Kalabalık bir ortamda
olduğunuzu hayal edin. -Hayal edin diyorum çünkü pandemi nedeniyle her gün
karşılaştığımız sıradan durumlar bir hayale dönüştü- Bu kalabalık ortamda
farklı sosyokültürel yapıdan gelen, farklı eğitim düzeylerine, farklı
kültürlere, farklı geçmişlere, farklı çevrelere, farklı duygulara, farklı
düşüncelere ve farklı hayallere sahip. Ancak o ortamda olan herhangi bir olay
bu farklı insanları tek bir noktada topluyor…
Sevgi Soysal, “Yenişehir’de Bir Öğle Vakti” adlı eserinde ortak bir
noktada bulunan farklı insanların hayatlarını, sorunlarını ve hayata olan bakış
açılarını ele almaktadır. Bu insanlar her ne kadar farklı hayatlara sahip
olsalar da ortak sorunlar hepsinin hayatını farklı açılardan etkilemektedir. Bu
eser sayesinde okuyucular önemli bir olguyu öğrenmektedir: Toplumsal sorunlar
sadece belli kesimlerden insanları değil, tüm toplumu iyi ya da kötü bir
şekilde etkilemektedir. Bu nedenle, bazı yazarlar toplum meselelerine dikkat
çekerek halkta bir farkındalık uyandırmaya çalışırlar.
Toplumsal meseleler arasında genelde en dikkat çekici sorun
halktaki tabakalaşmadır. Çoğu toplumcu kitapta olduğu gibi “Yenişehir’de Bir
Öğle Vakti” kitabında da benim en çok dikkatimi çeken konu sınıflı toplum
yapısı oldu.
Elbette her toplumda bir “sınıflı yapı” bulunmaktadır. Bazen
aristokrat sınıf daha üstündür, bazen ruhban sınıf daha üstündür, bazen de
burjuva sınıfı daha üstündür. İlk Çağ’dan itibaren tüm dünyanın yaşadığı
küresel bir sorundur “sınıflı toplum yapısı”.

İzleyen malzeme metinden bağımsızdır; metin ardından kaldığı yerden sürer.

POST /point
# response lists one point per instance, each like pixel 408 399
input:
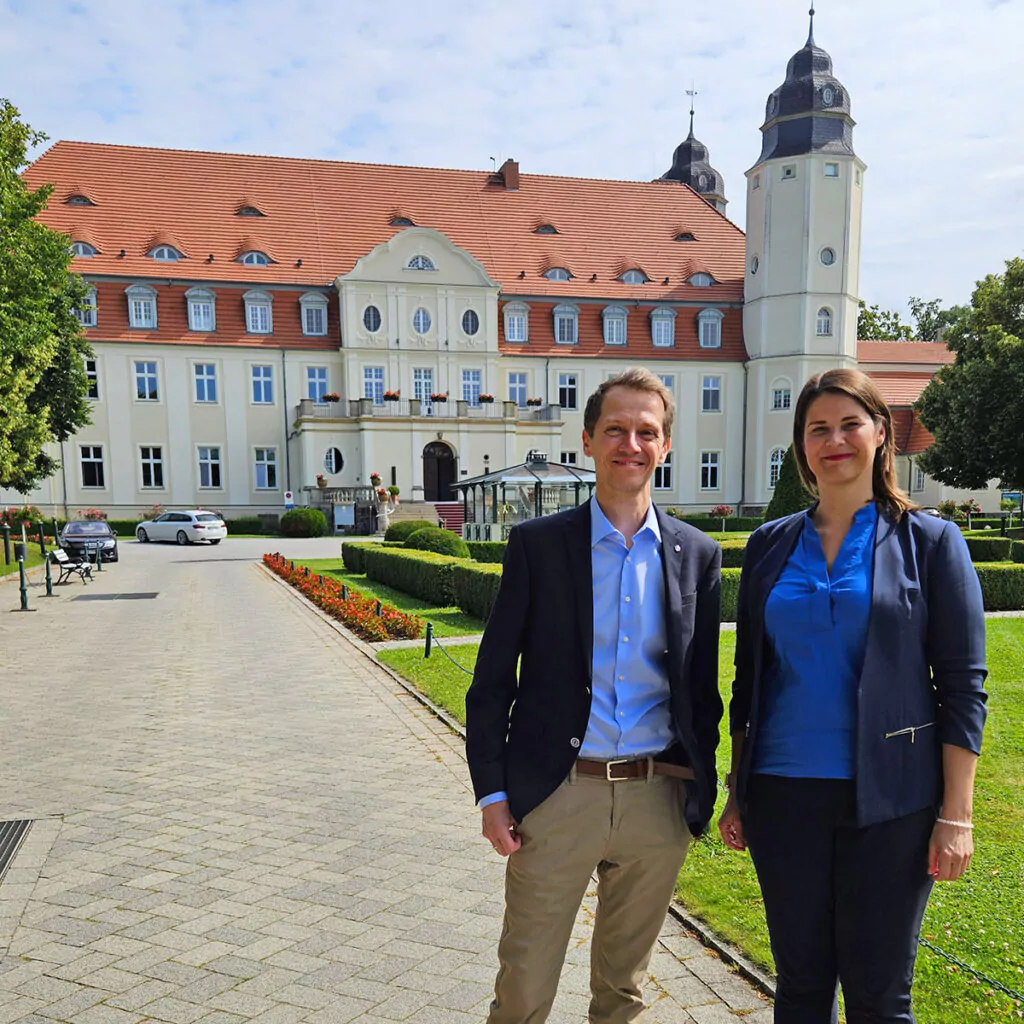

Oysaki toplumdaki gruplaşmanın bir sorun olmaması gerekir. Herkes kendi yeteneğine göre bir alanda
çalışıp herkes karşılıklı olarak birbirlerine hizmette bulunmalıdır. Eğer
sınıflar arasındaki zenginlik farkı çok ciddi boyutlarda olmazsa toplum
içerisinde isyanlar, çatışmalar olmaz. Tarımla uğraşanlar halkın kaliteli ve
sağlıklı beslenmesini sağlarken, ticaret ile uğraşan kesim tarım ile
uğraşanların para kazanmasını sağlar, aristokrat sınıf ülkenin düzenini ve
refah düzeyinin artmasını sağlar. Herkes benzer koşullarda -en azından kendi
çapında iyi şartlarda- yaşarsa “sınıflı toplum yapısı” bir sorun olmaktan
çıkar, sadece soyut bir kavram oluverir.
Sınıf farkı olan herkes birbirine karşı sevgi ve saygı duyarsa
kitaplarda anlatılan sorunların hiçbiri ortaya çıkmaz. Bu mantıkla hareket eden
alt kesimden bir kişi işini yapabileceği en iyi şekilde yaptığı zaman, gene bu
mantıklı hareket eden üst kesimden kişi bunun karşılığını verir. Karşılıklı
olarak birbirlerinden bir hizmet ya da ürün aldıkları için birbirlerine daha
çok bağlanırlar. Bu da huzurlu ve barışçıl bir ortamı oluşturur. Sınıflı bir
toplum yapısı olmasına rağmen toplumda herhangi bir kaos ya da çatışma olmaz.
Sonuç olarak, toplumsal olaylar tüm halkı hatta tüm dünyayı
etkileyen sorunlardır. Küresel bir sorun olan “sınıflı toplum yapısı” ise tüm
insanları ortak bir noktada birleştirmektedir. Sınıflı toplum yapısının bir
sorun olmaktan çıkarıp sadece bir soyut kavram olmasını sağlamak için
yapılacaklar çok basittir: Her sınıftan insan birbirine karşı saygılı davranıp
işini olması gerektiği gibi yaparsa bu küresel sorun ortadan kalkmış olacaktır.